No. Use the Agent Skills index for stateless, one-shot function calls like currency conversion or address validation. Use MCP when you need persistent sessions, streaming data, or multi-turn state. Many sites will only need one; API-heavy platforms might expose both to cover different agent interaction patterns.
Will publishing /.well-known/agent-skills/index.json expose my internal API keys or credentials?
No. The Agent Skills index describes how agents authenticate (via the auth field: none, apikey, oauth2, bearer) but never includes actual keys or tokens. Agents must obtain credentials through your normal OAuth flow, registration portal, or user-provided API keys—just like any other API client.
Can e-commerce sites use the Agent Skills index to let agents complete purchases?
Yes. Expose skills like add_to_cart, apply_coupon, or checkout with clear input schemas (product ID, quantity, payment token). Ensure your auth field requires strong authentication and rate-limit sensitive endpoints. Agents can then chain these skills to execute transactional flows on behalf of authenticated users.
How does the Agent Skills index compare to OpenAPI/Swagger for agent discovery?
Agent Skills is a curated, agent-first subset. OpenAPI specs often include hundreds of endpoints with internal admin routes, legacy versions, and verbose schemas. The Agent Skills index highlights only the stateless, agent-safe functions you want LLMs to call, reducing token overhead and improving agent success rates during cold-start discovery.
Is the Agent Skills specification an official IETF or W3C standard?
Not yet. The spec was proposed by the Agent Skills Working Group in Q4 2024 and has momentum among agent tooling providers and API platforms. It is not an IETF RFC or W3C Recommendation as of Q1 2025, but early adopters are treating it as a de facto standard for agentic capability discovery.
Can I deploy an Agent Skills index on a Next.js or Vercel site?
Yes. Create a route at app/.well-known/agent-skills/index.json/route.ts (App Router) or pages/.well-known/agent-skills/index.json.ts (Pages Router) that returns your JSON with Content-Type: application/json. On Vercel, ensure .well-known paths aren't blocked by middleware. Test with curl https://yourdomain/.well-known/agent-skills/index.json.
Should SaaS developer documentation sites publish an Agent Skills index?

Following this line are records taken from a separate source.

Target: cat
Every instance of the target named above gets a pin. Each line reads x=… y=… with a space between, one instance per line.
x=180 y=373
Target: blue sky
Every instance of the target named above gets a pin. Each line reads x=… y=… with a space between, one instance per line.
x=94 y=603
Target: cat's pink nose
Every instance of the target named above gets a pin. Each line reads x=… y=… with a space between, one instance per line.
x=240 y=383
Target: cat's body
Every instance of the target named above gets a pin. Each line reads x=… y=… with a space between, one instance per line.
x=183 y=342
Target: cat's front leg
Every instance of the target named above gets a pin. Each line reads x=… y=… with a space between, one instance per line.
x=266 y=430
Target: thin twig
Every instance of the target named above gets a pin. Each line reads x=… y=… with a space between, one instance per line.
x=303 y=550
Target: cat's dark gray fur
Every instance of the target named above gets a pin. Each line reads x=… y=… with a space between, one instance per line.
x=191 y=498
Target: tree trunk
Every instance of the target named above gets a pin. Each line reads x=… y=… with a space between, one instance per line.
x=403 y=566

Yes, if your platform exposes webhooks, report generation, or configuration APIs that agents might invoke. For example, an observability SaaS could list skills like create_alert, query_metrics, or trigger_report. This lets agents automate workflows ("show me last week's error spike") without forcing users to write custom scripts.
What JSON Schema dialect should I use for input_schema and output_schema in the Agent Skills index?
The specification recommends JSON Schema Draft 2020-12 or later. Use standard keywords like type, properties, required, format, and enum. Keep schemas concise: agents parse them during discovery, so verbose definitions increase latency. Reference the JSON Schema documentation for dialect details and validator tooling.